Choose a reason for hiding this comment

The reason will be displayed to describe this comment to others. Learn more.

A submission can have multiple results. Each result can have one eval spec with model args (and a model name), as well as a list of model usages (which also have model names). The names we show through lb view and in the leaderboard are based on the names in the model usages.

For a given result within a submission, assuming the model args apply to the model indicated by the model name in the eval spec, we need to figure out which names from model usages correspond to the same model (we can't assume they're the same, e.g. for the case that brought this on, the model name in the eval spec is openai/gpt-5, and in model usages we have gpt-5 and openai/gpt-4o).
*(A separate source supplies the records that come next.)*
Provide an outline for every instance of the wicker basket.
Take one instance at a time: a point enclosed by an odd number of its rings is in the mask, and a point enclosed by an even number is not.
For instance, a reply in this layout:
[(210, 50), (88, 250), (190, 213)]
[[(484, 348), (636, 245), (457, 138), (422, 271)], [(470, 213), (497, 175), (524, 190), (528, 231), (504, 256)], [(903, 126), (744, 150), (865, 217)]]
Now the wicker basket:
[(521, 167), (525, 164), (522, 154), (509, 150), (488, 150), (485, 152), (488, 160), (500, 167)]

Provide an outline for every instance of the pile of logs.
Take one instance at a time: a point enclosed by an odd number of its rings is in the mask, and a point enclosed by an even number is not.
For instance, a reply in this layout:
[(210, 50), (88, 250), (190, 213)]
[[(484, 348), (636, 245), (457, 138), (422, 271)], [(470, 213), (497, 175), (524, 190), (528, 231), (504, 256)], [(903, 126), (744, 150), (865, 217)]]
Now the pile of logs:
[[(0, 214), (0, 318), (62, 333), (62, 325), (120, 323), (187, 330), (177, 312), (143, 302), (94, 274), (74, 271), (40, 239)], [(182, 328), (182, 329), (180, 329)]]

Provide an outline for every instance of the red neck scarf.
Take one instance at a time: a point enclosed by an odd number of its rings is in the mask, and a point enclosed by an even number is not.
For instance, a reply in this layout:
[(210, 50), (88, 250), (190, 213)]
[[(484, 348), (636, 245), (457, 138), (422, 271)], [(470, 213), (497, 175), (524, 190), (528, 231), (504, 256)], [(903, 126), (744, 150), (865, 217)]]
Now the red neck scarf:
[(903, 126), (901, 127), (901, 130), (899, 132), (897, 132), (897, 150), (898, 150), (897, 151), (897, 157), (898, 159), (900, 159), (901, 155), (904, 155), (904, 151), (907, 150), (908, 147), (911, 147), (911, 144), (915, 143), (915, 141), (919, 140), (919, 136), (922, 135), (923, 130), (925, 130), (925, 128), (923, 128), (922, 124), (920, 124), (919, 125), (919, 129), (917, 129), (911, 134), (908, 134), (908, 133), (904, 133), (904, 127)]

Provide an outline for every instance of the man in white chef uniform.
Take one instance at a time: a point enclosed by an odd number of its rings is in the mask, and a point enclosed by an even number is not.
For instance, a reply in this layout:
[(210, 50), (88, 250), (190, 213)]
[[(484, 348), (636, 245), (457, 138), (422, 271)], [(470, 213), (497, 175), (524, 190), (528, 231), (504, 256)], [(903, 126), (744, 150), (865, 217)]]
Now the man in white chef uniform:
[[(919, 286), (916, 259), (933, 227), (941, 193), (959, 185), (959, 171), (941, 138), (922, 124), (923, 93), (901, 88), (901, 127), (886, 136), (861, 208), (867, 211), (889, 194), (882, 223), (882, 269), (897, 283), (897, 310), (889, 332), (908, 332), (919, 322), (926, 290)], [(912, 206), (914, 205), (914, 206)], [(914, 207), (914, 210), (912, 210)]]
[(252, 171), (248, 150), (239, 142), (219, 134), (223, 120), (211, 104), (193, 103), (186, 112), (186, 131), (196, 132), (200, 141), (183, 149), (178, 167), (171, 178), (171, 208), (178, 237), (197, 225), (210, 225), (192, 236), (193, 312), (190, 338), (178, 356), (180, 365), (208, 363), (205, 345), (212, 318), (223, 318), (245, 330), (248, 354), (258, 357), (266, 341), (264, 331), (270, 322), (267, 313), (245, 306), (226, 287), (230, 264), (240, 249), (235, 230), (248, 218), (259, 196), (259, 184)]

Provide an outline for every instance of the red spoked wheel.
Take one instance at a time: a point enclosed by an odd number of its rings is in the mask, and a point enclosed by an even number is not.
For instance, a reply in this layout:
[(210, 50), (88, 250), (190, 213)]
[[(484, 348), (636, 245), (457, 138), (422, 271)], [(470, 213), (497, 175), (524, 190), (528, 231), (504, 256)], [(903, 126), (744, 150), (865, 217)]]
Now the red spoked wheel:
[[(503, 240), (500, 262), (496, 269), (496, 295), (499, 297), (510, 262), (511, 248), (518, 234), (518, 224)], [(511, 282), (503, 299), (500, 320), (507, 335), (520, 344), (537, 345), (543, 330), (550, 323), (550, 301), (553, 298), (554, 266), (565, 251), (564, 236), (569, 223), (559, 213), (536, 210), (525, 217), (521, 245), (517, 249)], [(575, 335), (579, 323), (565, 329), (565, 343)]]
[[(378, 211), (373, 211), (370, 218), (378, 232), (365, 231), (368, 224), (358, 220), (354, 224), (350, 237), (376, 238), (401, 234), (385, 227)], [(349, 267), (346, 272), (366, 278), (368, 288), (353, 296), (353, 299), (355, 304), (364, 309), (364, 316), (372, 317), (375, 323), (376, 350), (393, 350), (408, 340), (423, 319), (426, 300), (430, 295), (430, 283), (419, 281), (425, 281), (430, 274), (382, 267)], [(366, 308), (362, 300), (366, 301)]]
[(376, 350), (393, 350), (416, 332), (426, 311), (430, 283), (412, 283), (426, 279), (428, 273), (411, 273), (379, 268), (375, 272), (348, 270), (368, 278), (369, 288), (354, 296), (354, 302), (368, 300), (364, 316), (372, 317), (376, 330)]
My approach here is to map the model name from the eval spec to a list of aliases, and each model name from the model usages to a list of aliases, and if there's any overlap, treat that as the two referencing the same model.

Here's how aliases are determined:

  • the raw name provided (lower case)
  • if the name is a key in our current LB_MODEL_NAME_MAPPING mapping, the corresponding value (lower case)
  • if the name is a key in our current LB_MODEL_NAME_MAPPING mapping and the corresponding value indicates it's unpinned, the corresponding value without the date part (lower case)

Here's what that looks like for our example:

  • aliases for the model name in the eval spec: openai/gpt-5 -> {'openai/gpt-5', 'gpt-5', 'gpt-5 (unpinned)'}
  • aliases for the model names in the results:
    • openai/gpt-4o -> {'openai/gpt-4o', 'gpt-4o', 'gpt-4o (unpinned)'}
    • gpt-5 -> {'gpt-5'}

Does this logic make sense?

(Sidenote: might be helpful to refactor the model name stuff a little at some point, to put some assumptions in code... E.g. the map values all have dates or 'unpinned' between parens at the end, but nothing in the code makes sure that's always true AFAIK.)

Copy link
Copy Markdown
Collaborator

Choose a reason for hiding this comment

The reason will be displayed to describe this comment to others. Learn more.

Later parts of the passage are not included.